UPandDOWN
UPandDOWN is a projection mapping(light is mapped onto any surfaces using the projector) on the 3D triangular shaped object called ‘Olga Kit’. The animation was made in OpenFrameWorks.
produced by : Yunjeong Jang(Yunny)
Exhibition version
Animation version
Introduction
Various patterns are displayed in the geometry shape and the animation has lots of variations with movement, changing colour, size and even its shapes.
Concept and background research
The main point I concerned about is the changes in a various way. At the first scene, the animation is playing either lines are going up and down or colour variation is starting from 0 to 255. Thus, people can see the changes every single moment. Then the second scene, I focused on many movements compared to other scenes. You may notice that the moving shapes are switching positions to up and down and also rotating. The last scene shows more basically about literally up and down. Through those 3 scenes with variation, I intended to display up and down aspect and avoid a monotonous.
Technical
For physical geometry, I bought ‘Olga Kit’ with my group members in an online shop and we decided to design the object with lots of pyramids for extreme geometry appearance. After that, I did coding for the animation using OpenFrameworks(Xcode) and all computer animations I used in ‘UPandDOWN’ are created by only coding. In the OpenFrameworks, I adapted ofPiMapper for projection Mapping and ofJSON to make scenes. Besides, I created new 3 FBO sources to adapt my own codes to ofPiMapper. When I thought how I make my mapping project at first I entirely concentrated on something going upside and downside. So I chose one line movement, circle modification and representing the shape of cosine. The first scene, I used variation when I set a red colour and the colour is gradually vivid because of alpha value. And every twenty seconds, the main colour is altered to the other colours. Actually, this scene consists of both 8 lines and one circle. Each line is connected to the small circle and move together. The thing is that those cannot be escaped to the screen. When the lines and the circle location hits the edge of the screen, it will bounce immediately in opposite direction. For the second scene, on the colour section, I used the similar logic of code to the first scene but different colour, and I focused on the second scene to be getting more random and bright like real lighting. Also, there are two variations, one is showing different stretched pattern using scale function, another is rotating repeatedly following variation value.
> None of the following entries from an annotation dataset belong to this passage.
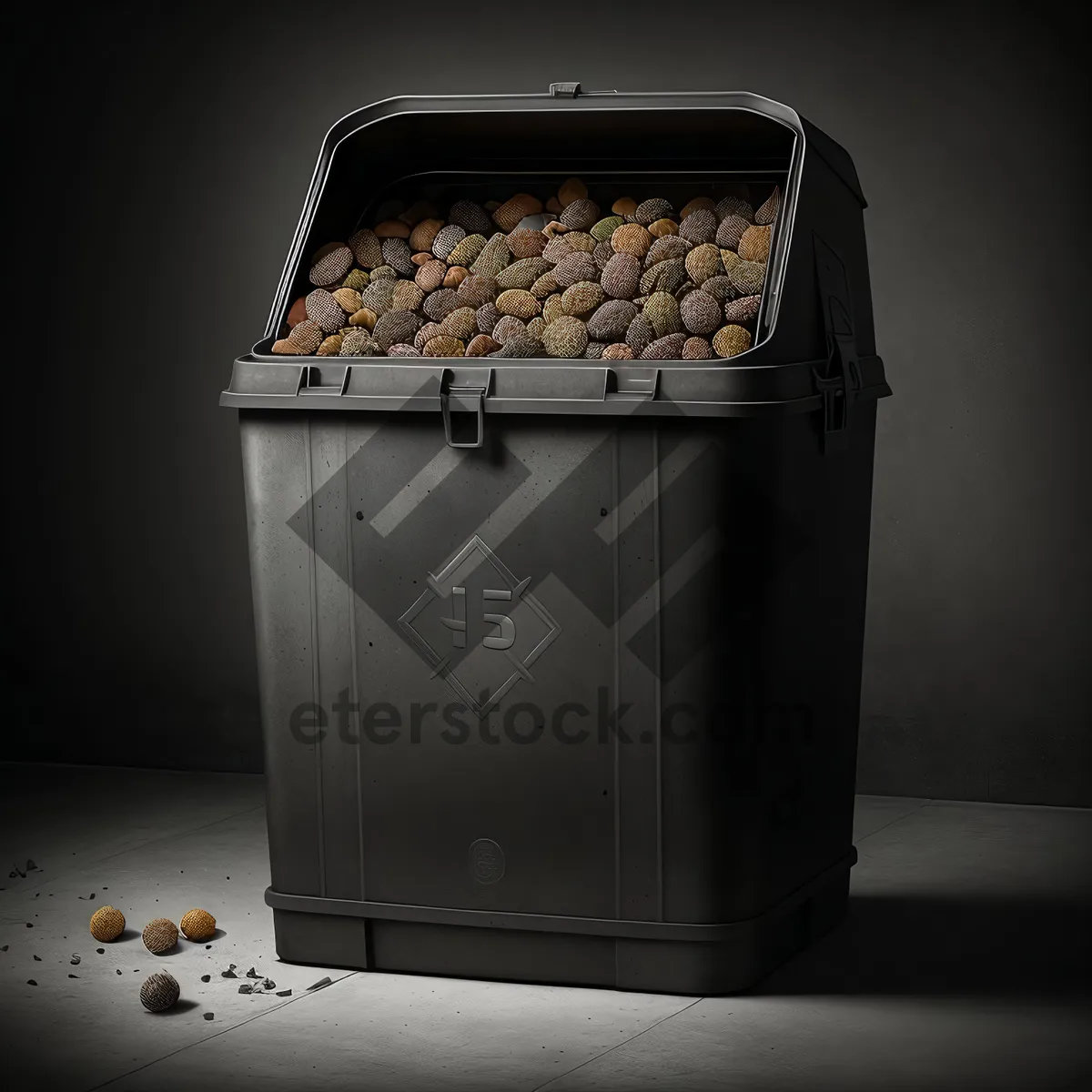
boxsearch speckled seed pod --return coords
[679,208,716,244]
[303,288,346,334]
[490,315,528,345]
[531,271,561,299]
[716,215,750,250]
[558,197,600,231]
[464,334,500,356]
[414,258,448,291]
[713,326,750,359]
[553,250,600,288]
[611,224,652,258]
[410,219,443,250]
[504,228,547,258]
[349,228,383,269]
[432,224,466,261]
[561,280,606,316]
[736,224,772,262]
[473,303,501,334]
[338,328,382,356]
[141,917,178,956]
[421,288,459,322]
[557,178,588,208]
[644,235,693,268]
[458,273,497,307]
[448,235,486,266]
[542,315,588,360]
[371,311,421,351]
[633,197,675,226]
[679,288,724,334]
[140,971,181,1012]
[360,278,398,315]
[373,219,410,239]
[602,342,633,360]
[448,198,493,237]
[470,231,512,277]
[716,196,754,224]
[542,293,564,323]
[600,252,641,299]
[728,261,765,296]
[349,307,379,329]
[590,298,637,342]
[684,242,724,285]
[724,296,763,326]
[440,307,477,340]
[421,334,466,356]
[497,258,552,290]
[492,193,542,231]
[497,288,541,318]
[91,908,125,944]
[413,322,440,351]
[641,332,686,360]
[754,186,781,225]
[679,197,716,219]
[588,217,626,242]
[288,318,326,353]
[641,291,682,338]
[682,338,713,360]
[308,242,353,288]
For designing the original pattern, lots of circles were created by for loop function and locations of each circle is calculated by angles using sine and cosine. In addition, the pattern is floating on the screen like the first scene and also not able to go out of the screen. The third scene is a cosine graph composed of lines. The width of lines turns into different values which are thick, thin and randomised thickness from thin to thick. The colour is the same logic with other two scenes, but much lively colour.
Future development
I am willing to make much complicated and eye-catching projection mapping by using codes. For example, developing scene 3 with cosine graph both sine vertical graph may be a decent way to improve my further project. Additionally, building variety of patterns using codes would be the outstanding work.
Self evaluation
Frankly, to some extent, I succeeded my first goal but basically, it was not fully satisfied with my first design especially the third scene. My expectation was slightly different from the final outcome. Every result is not totally fit my imagination and it is the most difficulty when I work with codes. Having said that, I tried to design my project with computer languages and modified the way what I wanted, so, in my opinion, the outcome is not really perfect but fancy. Through this project, I regretted slightly the way I studied coding which simply follows the instruction and I should be more ambitious about visualisation of my imagination.